“Publish or perish” is academia’s mandate. “Collaborate or perish” might be law’s equivalent. Why? Technological advances, global markets-and labor pools, and post-financial crisis fiscal constraints have accelerated disaggregation in legal services. Not long ago, law firms handled all aspects of a matter. Now, there is a supply chain. Integrating suppliers in an efficient, cost-effective, and risk mitigating manner is the challenge– and opportunity. Clever buyers and suppliers of legal services collaborate to achieve efficiency, cost reduction, scalability, risk mitigation, and compressed timeframes for completing tasks and concluding matters.
Here are some recent examples:
- Allen & Overy and Deloitte: The law firm and professional services powerhouse have joined forces to help major banks address new regulatory requirements that will come into effect for over-the-counter (OTC) derivatives.
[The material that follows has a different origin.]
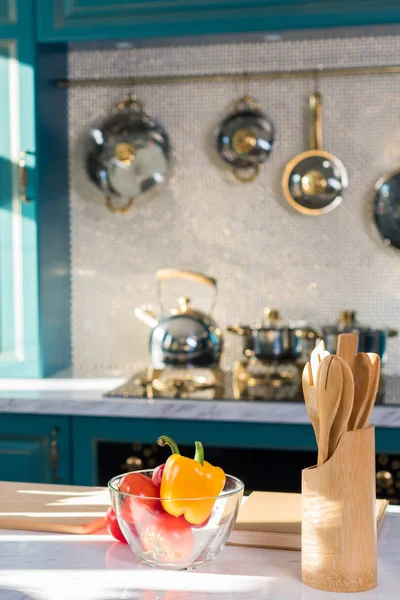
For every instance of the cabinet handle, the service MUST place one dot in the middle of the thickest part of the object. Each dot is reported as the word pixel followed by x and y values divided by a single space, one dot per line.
pixel 54 454
pixel 23 177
The current OTC market is $500trillion (that is not a misprint).
A&O will deploy MarginMatrix, its new proprietary digital derivatives compliance system, and handle legal work. Deloitte will provide a disciplined, process-driven approach to the product, managing and resourcing client outreach. The collaboration aims to produce significant cost savings and help clients to achieve regulatory compliance.
This is the first major collaboration between an international legal practice and one of the Big Four members.
- Ashurst and Axiom: The law firm and Axiom, a staffing company-turned tech service provider, also announced a partnering arrangement in response to the forthcoming changes in margin rules and derivatives requirements. Axiom will support banks on the IT and renegotiation functions while Ashurst will provide legal advice on writing new rules and executing new agreements.
The collaboration is significant because it is Axiom’s first partnership with a law firm (the provider has heretofore positioned itself as “the anti-law firm”). It is also noteworthy because it follows A&O’s collaboration with Deloitte and is additional evidence that collaboration is fast becoming a norm if not a mandate.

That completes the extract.